International and bilateral development agencies focus increasingly on supporting developing countries in addressing these challenges. In particular, the quest for a framework that provides ‘win-win’ solutions gathered speed in the 2000s through the OECD’s Green Growth Strategy. This strategy focuses on exploiting the significant economic potential of new ‘green’ sectors such as renewable energy, thereby creating new green jobs.
Strengthened by the policy objectives for sustainable private sector development (PSD) in the new Sustainable Development Goals, donors have recently begun focusing on a more holistic ‘green PSD’ approach. This approach seeks to go beyond simply avoiding potential negative spillovers and addressing trade-offs between environmental and economic objectives, instead, it aims to build mutual synergies based on integrated approaches. Key questions that are raised include:
- How can PSD initiatives strengthen the environment and increase natural capital (beyond protection)?

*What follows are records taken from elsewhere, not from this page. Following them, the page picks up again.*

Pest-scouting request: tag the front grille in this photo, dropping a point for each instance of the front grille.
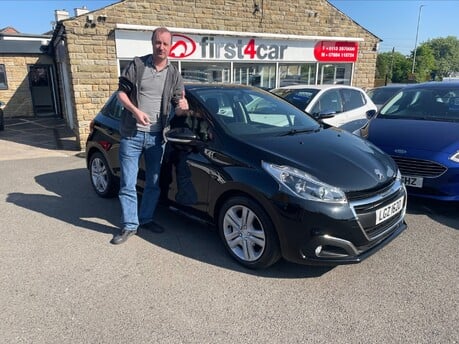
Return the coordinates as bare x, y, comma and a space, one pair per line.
365, 210
420, 168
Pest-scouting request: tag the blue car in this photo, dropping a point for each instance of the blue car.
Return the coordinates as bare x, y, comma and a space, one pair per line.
419, 128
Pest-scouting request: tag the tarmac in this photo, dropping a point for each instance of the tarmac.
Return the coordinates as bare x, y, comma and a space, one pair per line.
37, 137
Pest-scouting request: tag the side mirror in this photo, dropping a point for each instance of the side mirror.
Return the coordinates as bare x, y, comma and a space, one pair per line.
324, 115
371, 114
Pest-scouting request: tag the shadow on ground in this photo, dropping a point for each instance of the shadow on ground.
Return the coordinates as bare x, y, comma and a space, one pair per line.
74, 202
442, 212
40, 132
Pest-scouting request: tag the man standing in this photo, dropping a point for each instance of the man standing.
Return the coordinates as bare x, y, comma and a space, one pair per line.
147, 88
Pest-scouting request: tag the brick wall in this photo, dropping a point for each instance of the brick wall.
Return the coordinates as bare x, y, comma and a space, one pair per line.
92, 56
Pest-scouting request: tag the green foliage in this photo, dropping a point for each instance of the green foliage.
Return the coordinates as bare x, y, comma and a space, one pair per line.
435, 59
393, 67
446, 55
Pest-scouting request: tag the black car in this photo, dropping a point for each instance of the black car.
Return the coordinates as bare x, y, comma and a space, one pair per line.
380, 95
274, 181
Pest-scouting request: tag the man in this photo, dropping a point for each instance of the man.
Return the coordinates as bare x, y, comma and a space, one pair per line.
147, 88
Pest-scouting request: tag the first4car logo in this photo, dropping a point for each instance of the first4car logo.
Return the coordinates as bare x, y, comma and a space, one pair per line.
182, 47
185, 46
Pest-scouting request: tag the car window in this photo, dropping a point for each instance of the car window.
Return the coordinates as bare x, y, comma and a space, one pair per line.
381, 95
352, 99
424, 103
252, 112
298, 97
113, 108
329, 102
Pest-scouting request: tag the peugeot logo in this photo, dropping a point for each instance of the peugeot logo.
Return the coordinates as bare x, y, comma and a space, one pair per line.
379, 174
183, 46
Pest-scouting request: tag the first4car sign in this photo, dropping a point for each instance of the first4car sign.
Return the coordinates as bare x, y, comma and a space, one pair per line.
220, 47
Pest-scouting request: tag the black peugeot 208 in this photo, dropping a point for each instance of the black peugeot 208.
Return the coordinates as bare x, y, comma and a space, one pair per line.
274, 181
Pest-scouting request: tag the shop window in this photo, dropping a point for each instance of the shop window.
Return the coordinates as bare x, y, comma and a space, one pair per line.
3, 79
335, 74
292, 74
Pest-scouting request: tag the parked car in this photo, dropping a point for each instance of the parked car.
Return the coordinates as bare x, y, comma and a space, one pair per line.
2, 119
343, 106
419, 128
274, 181
380, 95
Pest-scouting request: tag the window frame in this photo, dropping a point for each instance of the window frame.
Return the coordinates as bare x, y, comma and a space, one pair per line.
3, 85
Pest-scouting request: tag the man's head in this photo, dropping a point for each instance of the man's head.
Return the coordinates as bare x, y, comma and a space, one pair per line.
161, 40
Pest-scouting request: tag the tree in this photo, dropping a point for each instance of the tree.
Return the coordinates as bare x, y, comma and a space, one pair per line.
425, 63
446, 55
393, 67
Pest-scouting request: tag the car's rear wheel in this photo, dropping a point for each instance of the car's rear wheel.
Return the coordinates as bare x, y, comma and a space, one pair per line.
248, 233
102, 179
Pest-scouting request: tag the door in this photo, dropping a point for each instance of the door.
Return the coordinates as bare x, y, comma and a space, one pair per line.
41, 89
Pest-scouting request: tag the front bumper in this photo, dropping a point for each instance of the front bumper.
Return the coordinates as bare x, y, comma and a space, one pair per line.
321, 234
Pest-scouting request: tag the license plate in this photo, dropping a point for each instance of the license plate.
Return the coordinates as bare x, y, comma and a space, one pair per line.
389, 210
415, 182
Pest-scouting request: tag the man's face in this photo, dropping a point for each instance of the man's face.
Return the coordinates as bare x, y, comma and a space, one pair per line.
162, 45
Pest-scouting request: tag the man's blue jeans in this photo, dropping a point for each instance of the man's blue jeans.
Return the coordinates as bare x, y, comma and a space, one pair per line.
131, 149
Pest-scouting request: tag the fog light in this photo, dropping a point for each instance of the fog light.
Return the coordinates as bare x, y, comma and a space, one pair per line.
318, 250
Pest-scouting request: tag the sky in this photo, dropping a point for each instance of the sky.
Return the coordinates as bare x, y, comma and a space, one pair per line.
395, 22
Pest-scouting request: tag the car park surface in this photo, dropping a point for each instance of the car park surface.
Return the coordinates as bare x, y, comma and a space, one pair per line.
419, 128
343, 106
274, 181
63, 282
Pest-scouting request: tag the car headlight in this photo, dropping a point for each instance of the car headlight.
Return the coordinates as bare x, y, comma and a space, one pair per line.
454, 157
304, 185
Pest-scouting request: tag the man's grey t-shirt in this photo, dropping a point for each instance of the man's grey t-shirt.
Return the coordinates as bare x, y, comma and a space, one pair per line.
150, 94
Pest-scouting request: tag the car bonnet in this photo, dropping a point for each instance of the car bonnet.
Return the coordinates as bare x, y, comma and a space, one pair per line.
331, 155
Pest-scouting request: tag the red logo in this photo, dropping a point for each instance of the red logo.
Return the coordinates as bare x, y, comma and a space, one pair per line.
182, 46
336, 51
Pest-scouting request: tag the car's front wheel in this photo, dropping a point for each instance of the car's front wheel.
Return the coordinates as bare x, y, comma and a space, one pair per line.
102, 179
248, 233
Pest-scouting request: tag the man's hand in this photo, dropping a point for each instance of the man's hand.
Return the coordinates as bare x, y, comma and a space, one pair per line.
141, 117
182, 105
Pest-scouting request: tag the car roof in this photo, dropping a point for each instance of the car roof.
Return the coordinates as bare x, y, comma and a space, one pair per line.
208, 85
318, 87
391, 86
435, 85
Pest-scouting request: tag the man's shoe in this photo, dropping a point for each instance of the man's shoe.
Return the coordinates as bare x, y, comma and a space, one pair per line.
153, 227
125, 234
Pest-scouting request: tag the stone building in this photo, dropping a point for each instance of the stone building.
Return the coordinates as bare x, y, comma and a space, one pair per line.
262, 43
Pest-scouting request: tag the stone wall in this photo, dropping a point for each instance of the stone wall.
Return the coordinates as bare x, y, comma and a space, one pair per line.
91, 48
18, 97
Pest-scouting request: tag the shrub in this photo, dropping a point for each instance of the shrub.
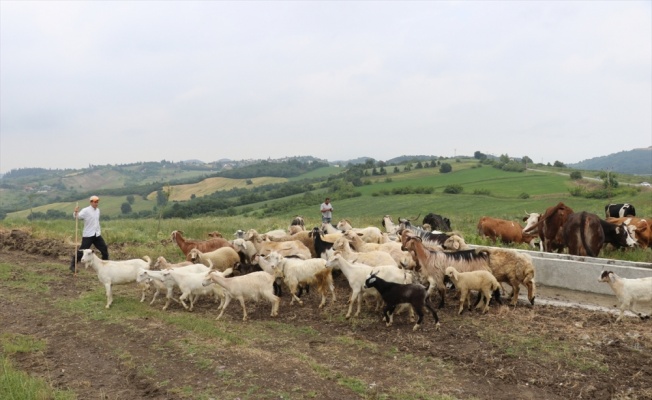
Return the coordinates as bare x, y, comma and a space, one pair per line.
575, 175
453, 189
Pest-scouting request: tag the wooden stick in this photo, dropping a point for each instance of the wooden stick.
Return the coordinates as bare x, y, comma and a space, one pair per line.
76, 229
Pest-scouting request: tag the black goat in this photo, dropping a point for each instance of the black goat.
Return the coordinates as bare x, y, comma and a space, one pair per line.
394, 294
320, 245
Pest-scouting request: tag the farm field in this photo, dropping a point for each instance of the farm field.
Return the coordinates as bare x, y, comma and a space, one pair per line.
53, 326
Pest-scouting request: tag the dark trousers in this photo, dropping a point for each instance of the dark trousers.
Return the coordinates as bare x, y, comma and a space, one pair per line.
96, 241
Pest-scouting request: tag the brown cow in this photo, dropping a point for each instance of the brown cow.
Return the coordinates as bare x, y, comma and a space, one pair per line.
507, 231
550, 227
583, 234
643, 232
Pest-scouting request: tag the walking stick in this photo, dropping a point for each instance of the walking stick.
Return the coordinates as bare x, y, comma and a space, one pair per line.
76, 229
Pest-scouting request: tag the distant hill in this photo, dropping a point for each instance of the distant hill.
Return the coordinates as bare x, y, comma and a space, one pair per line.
635, 162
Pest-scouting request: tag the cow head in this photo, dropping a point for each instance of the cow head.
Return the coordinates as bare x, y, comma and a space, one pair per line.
530, 220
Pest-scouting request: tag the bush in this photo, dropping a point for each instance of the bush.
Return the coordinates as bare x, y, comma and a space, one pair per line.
453, 189
575, 175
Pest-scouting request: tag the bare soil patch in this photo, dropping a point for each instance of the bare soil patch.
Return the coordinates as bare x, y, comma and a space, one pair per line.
540, 352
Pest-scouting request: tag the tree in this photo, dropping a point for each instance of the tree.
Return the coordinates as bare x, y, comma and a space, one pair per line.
125, 208
445, 168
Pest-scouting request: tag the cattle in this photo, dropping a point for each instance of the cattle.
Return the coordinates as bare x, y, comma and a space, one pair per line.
550, 227
619, 210
506, 231
585, 234
437, 222
641, 227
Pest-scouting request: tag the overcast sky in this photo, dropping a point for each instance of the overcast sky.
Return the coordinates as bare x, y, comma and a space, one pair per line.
102, 82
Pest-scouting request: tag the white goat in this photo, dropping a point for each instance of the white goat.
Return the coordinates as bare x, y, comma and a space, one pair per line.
111, 272
191, 285
373, 258
482, 281
252, 286
629, 292
296, 272
160, 283
221, 259
357, 273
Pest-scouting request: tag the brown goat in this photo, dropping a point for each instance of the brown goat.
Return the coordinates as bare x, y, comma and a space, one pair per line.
202, 245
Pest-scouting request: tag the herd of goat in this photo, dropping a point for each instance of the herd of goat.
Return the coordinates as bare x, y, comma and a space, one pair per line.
402, 265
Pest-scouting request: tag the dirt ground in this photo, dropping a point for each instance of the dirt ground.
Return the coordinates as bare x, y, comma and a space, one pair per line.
540, 352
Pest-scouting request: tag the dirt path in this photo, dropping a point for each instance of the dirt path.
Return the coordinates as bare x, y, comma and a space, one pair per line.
135, 351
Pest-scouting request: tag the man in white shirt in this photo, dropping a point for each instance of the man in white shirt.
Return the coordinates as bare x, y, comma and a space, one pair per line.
92, 234
326, 211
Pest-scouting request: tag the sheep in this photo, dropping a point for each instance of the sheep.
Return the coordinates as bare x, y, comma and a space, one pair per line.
286, 248
512, 267
295, 271
482, 281
251, 286
394, 294
392, 248
203, 245
191, 285
160, 283
357, 273
304, 237
162, 263
370, 234
431, 263
372, 258
111, 272
222, 258
629, 292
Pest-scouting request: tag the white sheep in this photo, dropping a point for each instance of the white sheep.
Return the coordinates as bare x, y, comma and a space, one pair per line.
629, 292
512, 267
482, 281
162, 263
373, 258
286, 248
111, 272
160, 283
192, 287
357, 273
296, 272
254, 286
221, 259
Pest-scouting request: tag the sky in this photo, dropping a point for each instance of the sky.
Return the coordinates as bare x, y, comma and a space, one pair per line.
118, 82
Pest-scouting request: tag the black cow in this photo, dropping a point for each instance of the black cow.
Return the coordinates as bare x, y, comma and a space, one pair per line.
619, 210
437, 222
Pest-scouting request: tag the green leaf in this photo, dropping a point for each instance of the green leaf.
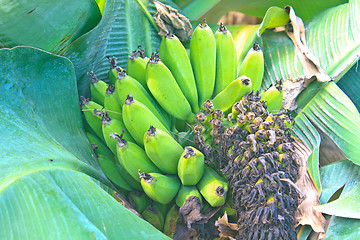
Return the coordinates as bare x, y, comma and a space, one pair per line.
123, 27
50, 183
337, 175
213, 10
350, 85
49, 25
333, 177
307, 133
334, 113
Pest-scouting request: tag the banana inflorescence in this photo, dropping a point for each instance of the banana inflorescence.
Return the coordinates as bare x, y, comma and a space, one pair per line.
174, 127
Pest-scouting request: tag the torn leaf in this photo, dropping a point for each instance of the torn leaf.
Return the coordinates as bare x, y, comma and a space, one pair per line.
306, 213
296, 31
227, 230
170, 20
292, 87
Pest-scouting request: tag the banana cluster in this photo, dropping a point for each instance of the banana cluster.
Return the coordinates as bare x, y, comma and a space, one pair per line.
255, 151
161, 140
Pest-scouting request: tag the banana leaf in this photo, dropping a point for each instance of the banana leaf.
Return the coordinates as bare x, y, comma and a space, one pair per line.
51, 186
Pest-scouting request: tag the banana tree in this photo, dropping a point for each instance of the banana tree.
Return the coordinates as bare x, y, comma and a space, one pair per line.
53, 187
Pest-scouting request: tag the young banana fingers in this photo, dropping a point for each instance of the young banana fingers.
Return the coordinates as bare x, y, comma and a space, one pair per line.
203, 60
132, 158
253, 66
97, 89
191, 166
232, 93
162, 149
226, 63
166, 91
174, 56
159, 187
273, 96
138, 119
136, 66
213, 187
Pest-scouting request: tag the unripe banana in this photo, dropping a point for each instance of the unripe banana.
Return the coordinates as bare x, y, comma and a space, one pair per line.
113, 73
126, 85
162, 149
112, 103
170, 221
139, 200
154, 216
97, 89
92, 113
136, 66
273, 96
253, 66
166, 91
213, 187
109, 168
232, 93
132, 158
159, 187
112, 126
185, 192
100, 149
203, 60
191, 166
138, 119
226, 62
174, 56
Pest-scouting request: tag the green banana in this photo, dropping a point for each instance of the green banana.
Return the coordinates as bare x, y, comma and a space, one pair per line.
132, 158
253, 66
111, 126
97, 89
136, 66
100, 149
170, 221
92, 113
173, 55
138, 119
232, 93
109, 168
185, 192
213, 187
273, 96
191, 166
154, 216
162, 149
159, 187
166, 91
226, 62
113, 73
98, 146
126, 85
139, 200
112, 103
203, 60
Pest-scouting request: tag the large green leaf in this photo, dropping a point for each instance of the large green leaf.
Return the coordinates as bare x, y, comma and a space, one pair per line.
214, 9
50, 183
334, 37
50, 25
333, 177
123, 27
350, 84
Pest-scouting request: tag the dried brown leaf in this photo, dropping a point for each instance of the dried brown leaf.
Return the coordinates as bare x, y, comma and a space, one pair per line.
296, 31
170, 20
306, 214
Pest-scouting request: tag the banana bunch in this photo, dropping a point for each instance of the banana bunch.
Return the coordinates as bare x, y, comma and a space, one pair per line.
164, 128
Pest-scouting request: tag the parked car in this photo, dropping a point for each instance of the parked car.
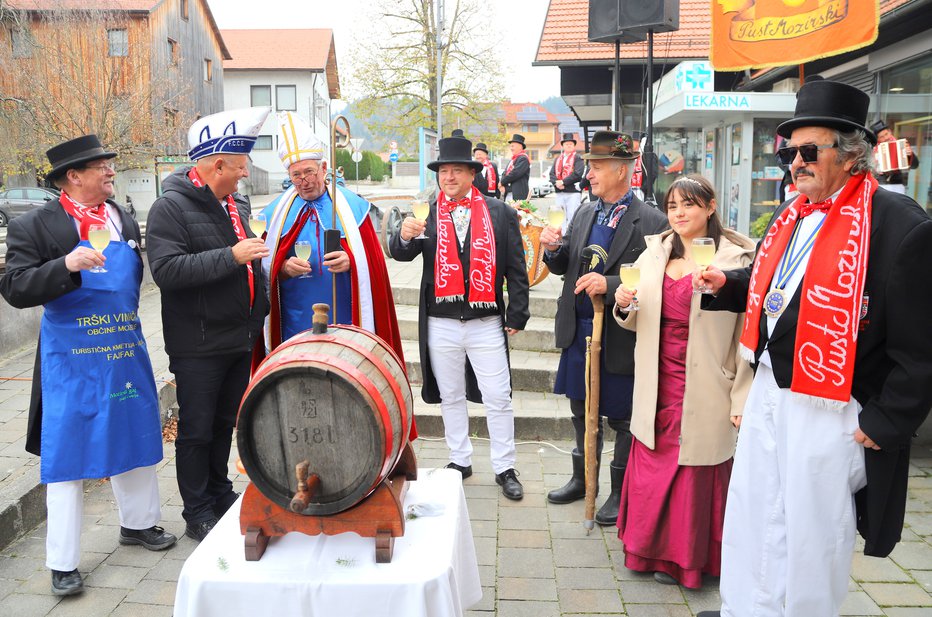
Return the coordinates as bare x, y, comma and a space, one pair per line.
540, 187
17, 201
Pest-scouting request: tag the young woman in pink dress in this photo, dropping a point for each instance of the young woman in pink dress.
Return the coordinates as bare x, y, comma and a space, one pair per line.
689, 389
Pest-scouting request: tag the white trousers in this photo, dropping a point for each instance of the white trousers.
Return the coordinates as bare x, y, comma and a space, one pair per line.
450, 342
789, 519
568, 202
137, 496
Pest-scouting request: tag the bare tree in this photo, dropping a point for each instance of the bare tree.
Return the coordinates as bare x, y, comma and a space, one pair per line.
68, 72
395, 70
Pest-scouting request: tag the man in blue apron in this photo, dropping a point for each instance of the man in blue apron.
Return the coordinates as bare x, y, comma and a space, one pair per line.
615, 224
96, 414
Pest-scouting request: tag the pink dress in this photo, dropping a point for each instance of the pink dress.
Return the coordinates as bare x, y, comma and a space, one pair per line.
671, 517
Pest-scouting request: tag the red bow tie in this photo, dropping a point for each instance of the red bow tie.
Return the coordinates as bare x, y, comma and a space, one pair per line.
448, 206
807, 209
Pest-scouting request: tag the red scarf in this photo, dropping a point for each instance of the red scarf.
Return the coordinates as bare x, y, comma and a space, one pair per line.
490, 175
85, 215
832, 288
449, 283
237, 228
565, 164
511, 165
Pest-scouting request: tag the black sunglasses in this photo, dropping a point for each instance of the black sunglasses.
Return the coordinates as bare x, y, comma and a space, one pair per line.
809, 152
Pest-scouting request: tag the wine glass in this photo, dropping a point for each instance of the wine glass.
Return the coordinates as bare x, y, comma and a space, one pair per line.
421, 209
257, 224
99, 237
556, 216
703, 253
302, 250
631, 278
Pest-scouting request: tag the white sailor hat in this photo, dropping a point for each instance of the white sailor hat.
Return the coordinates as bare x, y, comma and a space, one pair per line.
298, 141
227, 132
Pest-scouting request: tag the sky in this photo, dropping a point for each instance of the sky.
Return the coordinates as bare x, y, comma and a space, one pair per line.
518, 21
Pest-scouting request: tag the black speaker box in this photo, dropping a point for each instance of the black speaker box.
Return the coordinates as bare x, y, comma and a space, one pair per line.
629, 20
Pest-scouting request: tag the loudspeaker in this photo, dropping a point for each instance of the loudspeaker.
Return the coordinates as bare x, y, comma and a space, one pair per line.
629, 20
603, 23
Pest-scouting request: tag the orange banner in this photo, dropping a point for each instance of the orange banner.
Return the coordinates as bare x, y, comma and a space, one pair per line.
760, 33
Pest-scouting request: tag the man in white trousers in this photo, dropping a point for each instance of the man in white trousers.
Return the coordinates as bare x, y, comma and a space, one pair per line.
471, 245
837, 304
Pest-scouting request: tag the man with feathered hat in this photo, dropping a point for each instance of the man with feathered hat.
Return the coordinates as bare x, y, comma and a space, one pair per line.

- How can environmental protection measures generate positive spill-overs for PSD and innovation?
- What kind of business environment reform (BER) measures can support green PSD?
Turning ambition into action
Technopolis Group is supporting donor agencies and policymakers in translating these ambitions into policies and action, by facilitating learning through analysis, monitoring and evaluation. It is currently working with the Donor Committee on Enterprise Development (DCED), a multi-donor forum focused on PSD, identifying how to support policymakers in scoping synergies and trade-offs between environmental sustainability and business environment reform.
Working with Globelics, a global research network on the role of innovation in development, Technopolis Group produced a policy brief on how innovation linkages between natural resource-intensive industries and the rest of the economy can help countries to achieve sustainable PSD and escape the ‘resource curse’. Through an evaluation of the Compete Caribbean Program funded by the Inter-American Development Bank, Global Affairs Canada and the Department for International Development of the UK, we investigated the capacity challenges faced by policymakers in integrating the environmental perspectives in BER initiatives.
A few initial lessons emerge from this work. First of all, specific policy instruments seem very well placed to contribute to ‘green PSD’, including the introduction of environmental standards, business license reform, research and innovation capacity building, integral landscape (ecosystem services) management schemes and subsidy reform. However, the ability to mix environment and PSD is not limited to the choice of policy instruments and policy mixes. In addition, it includes involving the private sector and environmental stakeholders in the design and implementation of these initiatives, strengthening environmental safeguards in capital investments, and capacity building for programme management and staff on environmental sustainability or BER. New insights are expected to emerge as the work advances, as recent programmes enter operational or evaluation stages, and as pilot initiatives are gradually scaled up. Technopolis Group will continue to provide sound advice to policymakers and practitioners based on its pioneering work in this field.